A forum at the University of Sydney on May 18 marked 50 years since the beginning of the national liberation struggle by the Saharawi people in Western Sahara against Spanish and Moroccan occupation.

It was organised by the Political Economy Society and the Autonomous Collective Against Racism, in collaboration with the Australia Western Sahara Association.

Kamal Fadel, a representative of the Polisario Front in Australia, outlined the liberation struggle from the initial colonisation by Spain in the 1880s until today. When Spain eventually withdrew from Western Sahara in 1975, neighbouring Morocco and Mauritania invaded.

While Mauritania withdrew in 1979, Morocco continued to wage war against the Polisario Front-led liberation movement, until a ceasefire was brokered in 1991 by the United Nations and African Union.

The ceasefire lasted until November 2020, when Moroccan troops attacked Saharawi civilians who were peacefully protesting in front of the illegal crossing at el Guerguerat. This restarted the war between the Polisario and the Moroccan regime.

Meanwhile, in 1975, the International Court of Justice (ICC) determined that Western Sahara was not terra nullius at the time of colonisation, and that the Saharawis had the right of self-determination over their land.

“The 1975 ICC case over Western Sahara was, in fact, used as a precedent by the Australian High Court in the Mabo Native Title decision in 1992,” Fadel said.

“Morocco continues to obstruct any plans for a free and fair referendum on independence for Western Sahara … UN inaction on this impasse has meant a failure of the peace process till now.
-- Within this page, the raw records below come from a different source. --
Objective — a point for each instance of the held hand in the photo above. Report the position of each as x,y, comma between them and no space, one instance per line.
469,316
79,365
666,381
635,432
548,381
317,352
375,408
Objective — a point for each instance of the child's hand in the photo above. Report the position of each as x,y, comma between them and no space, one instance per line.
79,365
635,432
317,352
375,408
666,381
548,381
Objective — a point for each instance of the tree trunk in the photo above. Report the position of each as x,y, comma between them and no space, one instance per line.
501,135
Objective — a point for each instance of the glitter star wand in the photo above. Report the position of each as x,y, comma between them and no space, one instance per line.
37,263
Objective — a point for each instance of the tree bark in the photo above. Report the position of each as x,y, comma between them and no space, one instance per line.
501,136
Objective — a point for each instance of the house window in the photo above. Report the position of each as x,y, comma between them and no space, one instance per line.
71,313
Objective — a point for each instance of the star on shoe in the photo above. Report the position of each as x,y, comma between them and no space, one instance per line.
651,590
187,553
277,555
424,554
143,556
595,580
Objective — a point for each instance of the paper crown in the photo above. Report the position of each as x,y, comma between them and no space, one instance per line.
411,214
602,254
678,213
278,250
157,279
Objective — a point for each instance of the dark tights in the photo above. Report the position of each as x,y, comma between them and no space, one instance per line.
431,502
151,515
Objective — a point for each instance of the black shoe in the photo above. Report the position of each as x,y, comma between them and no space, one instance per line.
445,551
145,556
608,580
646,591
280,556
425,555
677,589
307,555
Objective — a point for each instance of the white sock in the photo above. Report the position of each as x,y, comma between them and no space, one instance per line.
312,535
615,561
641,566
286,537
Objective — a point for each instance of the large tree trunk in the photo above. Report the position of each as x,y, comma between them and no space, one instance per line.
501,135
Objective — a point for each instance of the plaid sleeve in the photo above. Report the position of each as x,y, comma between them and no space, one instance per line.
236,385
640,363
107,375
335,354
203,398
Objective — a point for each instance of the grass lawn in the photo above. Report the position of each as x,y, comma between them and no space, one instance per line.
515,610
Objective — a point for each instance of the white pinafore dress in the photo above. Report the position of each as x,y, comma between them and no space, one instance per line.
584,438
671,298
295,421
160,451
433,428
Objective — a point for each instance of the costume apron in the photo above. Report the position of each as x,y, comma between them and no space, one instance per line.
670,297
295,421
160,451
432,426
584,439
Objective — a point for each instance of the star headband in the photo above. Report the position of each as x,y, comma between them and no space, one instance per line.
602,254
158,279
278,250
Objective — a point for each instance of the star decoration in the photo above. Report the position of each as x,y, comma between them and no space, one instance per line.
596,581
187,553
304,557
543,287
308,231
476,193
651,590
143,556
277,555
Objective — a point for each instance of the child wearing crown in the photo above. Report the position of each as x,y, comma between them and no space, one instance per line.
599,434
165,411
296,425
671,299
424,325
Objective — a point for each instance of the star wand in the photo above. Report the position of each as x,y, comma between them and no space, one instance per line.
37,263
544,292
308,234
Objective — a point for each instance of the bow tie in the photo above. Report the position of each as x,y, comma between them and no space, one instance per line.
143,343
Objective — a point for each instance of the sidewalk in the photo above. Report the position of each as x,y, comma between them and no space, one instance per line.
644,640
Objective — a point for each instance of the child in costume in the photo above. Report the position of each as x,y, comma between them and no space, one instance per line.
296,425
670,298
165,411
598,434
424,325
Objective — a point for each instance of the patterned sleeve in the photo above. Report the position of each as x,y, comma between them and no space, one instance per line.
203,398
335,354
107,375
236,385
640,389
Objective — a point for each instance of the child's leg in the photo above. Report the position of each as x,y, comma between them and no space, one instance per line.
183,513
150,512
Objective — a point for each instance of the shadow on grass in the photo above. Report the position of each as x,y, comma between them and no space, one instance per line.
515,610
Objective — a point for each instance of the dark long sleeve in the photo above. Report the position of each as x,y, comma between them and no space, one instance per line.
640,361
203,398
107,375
“But Saharawis will never give up on their aspirations, after 50 years of strong resistance,” Fadel said.

Randi Irwin, from the University of Newcastle, spoke about the 2500-kilometre heavily guarded wall Morocco built to divide Western Sahara into a coastal zone occupied by Morocco and an interior section held by the Polisario Front: it gives the Moroccan regime control of 80% of Western Sahara.

The wall, guarded by Moroccan soldiers, is reinforced by 7 million land mines.

Saharawis are forced to live in refugee camps in nearby Algeria. “Stop stealing our future” is one of their demands, referring to corporations extracting oil, gas and phosphate from their land.

Australian companies have been involved in mining phosphate. However, following pressure from supporters of the Saharawi cause, now only one company, Incitec Pivot, is involved in the Western Sahara phosphate trade.